Sikap Rasulullah saw yang demikian jika bukan karena dilandasi rasa cinta kasih maka bagaimana mungkin hal itu terjadi. Normalnya, jika seseorang sedang dihina dan disakiti lalu kemudian ada seseorang yang memiliki kekuasaan menawarkan bantuan untuk membalaskan dendam untuknya maka pastilah dengan senang hati akan diterimanya. Namun, tidak dengan Rasulullah, beliau percaya bahwa kekerasan sikap hanyalah akan membuat ummat akan menjauh dari ajakan kebenaran. Sebagaimana digariskan oleh Allah swt :
فَبِمَا رَحۡمَةٖ مِّنَ ٱللَّهِ لِنتَ لَهُمۡۖ وَلَوۡ كُنتَ فَظًّا غَلِيظَ ٱلۡقَلۡبِ لَٱنفَضُّواْ مِنۡ حَوۡلِكَۖ فَٱعۡفُ عَنۡهُمۡ وَٱسۡتَغۡفِرۡ لَهُمۡ وَشَاوِرۡهُمۡ فِي ٱلۡأَمۡرِۖ فَإِذَا عَزَمۡتَ فَتَوَكَّلۡ عَلَى ٱللَّهِۚ إِنَّ ٱللَّهَ يُحِبُّ ٱلۡمُتَوَكِّلِينَ
Maka berkat rahmat Allah engkau (Muhammad) berlaku lemah lembut terhadap mereka. Sekiranya engkau bersikap keras dan berhati kasar, tentulah mereka menjauhkan diri dari sekitarmu. Karena itu maafkanlah mereka dan mohonkanlah ampunan untuk mereka, dan bermusyawarahlah dengan mereka dalam urusan itu. Kemudian, apabila engkau telah membulatkan tekad, maka bertawakallah kepada Allah. Sungguh, Allah mencintai orang yang bertawakal. (QS Ali ‘Imran : 159)

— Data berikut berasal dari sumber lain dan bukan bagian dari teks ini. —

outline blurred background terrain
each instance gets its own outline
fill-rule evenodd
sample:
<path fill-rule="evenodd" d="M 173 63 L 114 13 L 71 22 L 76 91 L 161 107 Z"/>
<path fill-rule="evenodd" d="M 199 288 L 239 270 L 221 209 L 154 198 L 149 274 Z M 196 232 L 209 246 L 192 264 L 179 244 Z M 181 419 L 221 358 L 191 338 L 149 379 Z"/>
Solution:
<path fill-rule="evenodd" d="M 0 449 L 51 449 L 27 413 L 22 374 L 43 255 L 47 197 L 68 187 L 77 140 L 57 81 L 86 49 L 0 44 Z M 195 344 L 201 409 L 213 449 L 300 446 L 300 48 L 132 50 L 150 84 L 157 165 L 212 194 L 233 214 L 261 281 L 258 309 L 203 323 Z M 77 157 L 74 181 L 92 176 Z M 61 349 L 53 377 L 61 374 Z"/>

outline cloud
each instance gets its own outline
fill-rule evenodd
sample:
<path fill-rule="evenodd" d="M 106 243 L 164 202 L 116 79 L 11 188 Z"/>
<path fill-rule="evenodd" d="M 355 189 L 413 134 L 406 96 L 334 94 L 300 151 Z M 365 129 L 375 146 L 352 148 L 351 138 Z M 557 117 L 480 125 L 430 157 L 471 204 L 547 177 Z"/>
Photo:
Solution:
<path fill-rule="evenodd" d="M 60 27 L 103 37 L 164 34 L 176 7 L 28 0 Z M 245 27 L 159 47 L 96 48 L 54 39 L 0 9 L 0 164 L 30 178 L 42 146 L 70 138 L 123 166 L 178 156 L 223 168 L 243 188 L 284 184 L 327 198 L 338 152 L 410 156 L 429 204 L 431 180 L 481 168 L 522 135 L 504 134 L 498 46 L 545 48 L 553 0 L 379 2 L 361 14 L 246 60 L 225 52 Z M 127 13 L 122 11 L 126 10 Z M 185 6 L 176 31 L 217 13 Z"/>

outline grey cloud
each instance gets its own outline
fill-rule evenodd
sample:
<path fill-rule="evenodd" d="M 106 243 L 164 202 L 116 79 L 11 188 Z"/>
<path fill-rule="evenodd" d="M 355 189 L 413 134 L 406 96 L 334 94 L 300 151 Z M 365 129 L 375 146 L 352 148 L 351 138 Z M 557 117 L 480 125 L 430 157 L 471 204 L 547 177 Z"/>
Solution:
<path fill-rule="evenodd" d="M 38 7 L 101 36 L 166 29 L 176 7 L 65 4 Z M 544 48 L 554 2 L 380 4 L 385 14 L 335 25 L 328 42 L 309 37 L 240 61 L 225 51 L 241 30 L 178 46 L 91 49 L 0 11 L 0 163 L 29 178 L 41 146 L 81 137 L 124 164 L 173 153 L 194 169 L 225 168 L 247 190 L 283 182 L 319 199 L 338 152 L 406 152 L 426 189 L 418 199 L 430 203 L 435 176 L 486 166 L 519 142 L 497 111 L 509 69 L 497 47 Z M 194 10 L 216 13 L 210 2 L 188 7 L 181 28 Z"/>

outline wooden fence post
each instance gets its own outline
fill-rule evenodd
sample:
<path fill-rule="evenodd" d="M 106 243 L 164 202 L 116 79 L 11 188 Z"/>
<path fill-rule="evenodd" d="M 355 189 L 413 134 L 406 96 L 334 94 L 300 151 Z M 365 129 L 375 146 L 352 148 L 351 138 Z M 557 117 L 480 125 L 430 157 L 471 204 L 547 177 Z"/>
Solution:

Inilah agama kasih sayang. Seluruh ajarannya dimaksudkan untuk mewujudkan rasa kasih sayang dan tujuan akhirnya berujung pada kasih sayang pula. Bahkan pada aturan allah yang sangat keras sekalipun seperti di hukum qishash allah masih tetap meletakkan nilai kasih sayang sebagai tujuan utama dari penetapan hukum qishash tersebut. Sebagaimana firman Allah :
وَلَكُمۡ فِي ٱلۡقِصَاصِ حَيَوٰةٞ يَٰٓأُوْلِي ٱلۡأَلۡبَٰبِ لَعَلَّكُمۡ تَتَّقُونَ
Dan dalam qisas itu ada (jaminan) kehidupan bagimu, wahai orang-orang yang berakal, agar kamu bertakwa. (Qs. Al-Baqarah : 179)
Qisas hukun dibunuh bagi pembunuh. Bagaimana mungkin dikatakan ada kehidupan dalam hukum balasan pembunuhan terhadap pembunuh ? Sementara menurut sebagian kalangan hal demikian adalah melanggar HAM? . Namun disinilah keunggulan islam, bahwa dengan diterapkan hukum qisas (dibunuhnya pembunuh) maka tidak ada lagi upaya balas dendam dari keluarga korban sehingga kehidupan selanjutnya akan berjalan normal kembali, dengan demikian tetap terwujudlah subsrnasi rasa kasih sayang dan cinta di kalangan manusia.
Demikianlah islam menegakkan nilai-nilai kasih sayang dan cinta kasih dalam setiap aspek ajarannya.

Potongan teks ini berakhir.